Personnellement il me semble que sa vision du monde, au lieu d’être celle d’un politique, était plutôt celle d’un homme brûlant de la fièvre de la littérature. C’était un homme qui s’intéressait à toutes les choses de la vie, même aux plus simples ; et il le faisait avec une passion, un goût et une lucidité qui représentait sa plus grande vertu. Ces notes nous laisseront une vision de notre temps sans doute beaucoup plus fidèle que ce qu’imaginent ceux qui le lisent à la légère. En bon écrivain qu’il était, Mitterrand devait savoir que les mots qui sont les nôtres nous poursuivent non seulement jusqu’à la mort, mais aussi bien au-delà. Toutefois, également comme tout bon écrivain, il ne craignait pas un tel destin. L’écrivain Mitterrand ne pouvait pas échapper aux petites superstitions qui rendent plus mystérieuse et plus belle la vie de l’homme. La sienne, d’après de nombreuses notes dans ses livres, était la superstition du mois de mai. Le mois des fleurs et des vierges, qui montent au ciel corps et âme, pendant lequel il avait connu le pire et le meilleur.

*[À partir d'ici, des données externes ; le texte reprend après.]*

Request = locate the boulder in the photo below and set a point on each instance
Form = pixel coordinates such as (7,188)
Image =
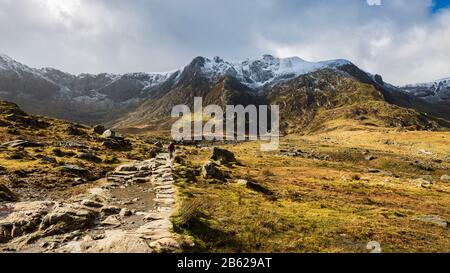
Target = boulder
(127,168)
(67,218)
(89,157)
(108,134)
(6,194)
(112,220)
(223,156)
(109,210)
(74,131)
(211,170)
(99,129)
(445,177)
(24,218)
(47,159)
(22,143)
(433,219)
(73,169)
(258,187)
(91,203)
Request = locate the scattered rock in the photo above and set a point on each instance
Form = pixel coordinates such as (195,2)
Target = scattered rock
(22,143)
(434,219)
(109,210)
(79,181)
(99,129)
(445,177)
(108,134)
(112,220)
(125,212)
(127,168)
(211,170)
(25,217)
(74,131)
(370,157)
(91,203)
(74,169)
(258,187)
(224,157)
(6,194)
(47,159)
(67,218)
(421,182)
(425,152)
(89,157)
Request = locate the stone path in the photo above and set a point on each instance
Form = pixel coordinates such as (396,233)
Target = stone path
(115,228)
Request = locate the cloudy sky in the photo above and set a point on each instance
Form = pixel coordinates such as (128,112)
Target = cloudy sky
(404,40)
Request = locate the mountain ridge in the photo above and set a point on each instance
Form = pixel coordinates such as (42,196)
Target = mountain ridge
(133,99)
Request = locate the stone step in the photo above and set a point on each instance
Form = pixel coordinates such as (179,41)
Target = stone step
(165,201)
(164,196)
(140,180)
(167,191)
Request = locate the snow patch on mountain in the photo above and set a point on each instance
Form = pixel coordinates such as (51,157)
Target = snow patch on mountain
(267,70)
(436,90)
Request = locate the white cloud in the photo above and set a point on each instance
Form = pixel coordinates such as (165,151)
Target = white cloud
(374,2)
(399,39)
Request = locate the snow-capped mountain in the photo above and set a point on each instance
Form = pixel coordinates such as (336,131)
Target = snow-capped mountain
(132,98)
(267,70)
(431,91)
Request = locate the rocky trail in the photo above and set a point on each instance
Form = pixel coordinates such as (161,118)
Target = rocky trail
(128,211)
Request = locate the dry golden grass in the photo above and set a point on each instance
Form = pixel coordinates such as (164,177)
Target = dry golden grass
(332,205)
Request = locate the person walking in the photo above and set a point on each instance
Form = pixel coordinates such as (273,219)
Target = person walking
(171,149)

La dernière fois que je l’ai vu, il venait de présenter sa candidature pour la troisième fois et il m’a fait l’honneur de me convier dans son bureau de la rue de Solférino pour prendre congé. Ce ne fut ni une prémonition ni une illusion, mais une réalité absolument évidente qui fit que, cette fois-là, j’ai eu le sentiment qu’il agissait déjà en Président de la France.

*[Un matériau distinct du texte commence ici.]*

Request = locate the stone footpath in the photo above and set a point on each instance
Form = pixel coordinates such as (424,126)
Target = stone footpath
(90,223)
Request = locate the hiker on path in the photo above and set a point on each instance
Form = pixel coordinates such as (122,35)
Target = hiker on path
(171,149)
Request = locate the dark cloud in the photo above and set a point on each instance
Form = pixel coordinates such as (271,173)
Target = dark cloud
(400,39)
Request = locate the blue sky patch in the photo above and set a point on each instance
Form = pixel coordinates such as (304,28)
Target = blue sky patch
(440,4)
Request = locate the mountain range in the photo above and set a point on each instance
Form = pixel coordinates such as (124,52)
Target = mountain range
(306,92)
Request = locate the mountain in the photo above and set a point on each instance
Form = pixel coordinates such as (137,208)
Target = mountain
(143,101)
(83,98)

L’impression ne fut pas la même alors qu’il l’était devenu. À six heures de l’après-midi, sous une douce bruine, il traversa seul et à pas mesurés la place du Panthéon, deux roses rouges à la main. Il entra seul dans l’espace glacial du Panthéon. La foule gardait un silence si profond qu’il ne pouvait s’agir que du saisissement inexorable qui vous prend face au mystère insondable de la poésie. Et puis, ce fut une jubilation cataclysmique qui éclata, commençant au Quartier latin et se propageant de proche en proche à toute la ville. Pour la première fois depuis le mai de gloire de 1968, le torrent irrépressible de la jeunesse était dans la rue, mais cette fois-ci il avait débordé ses berges non pas pour désavouer le pouvoir, mais poussé par l’ivresse d’un délire laissant entrevoir qu’une époque heureuse avait commencé.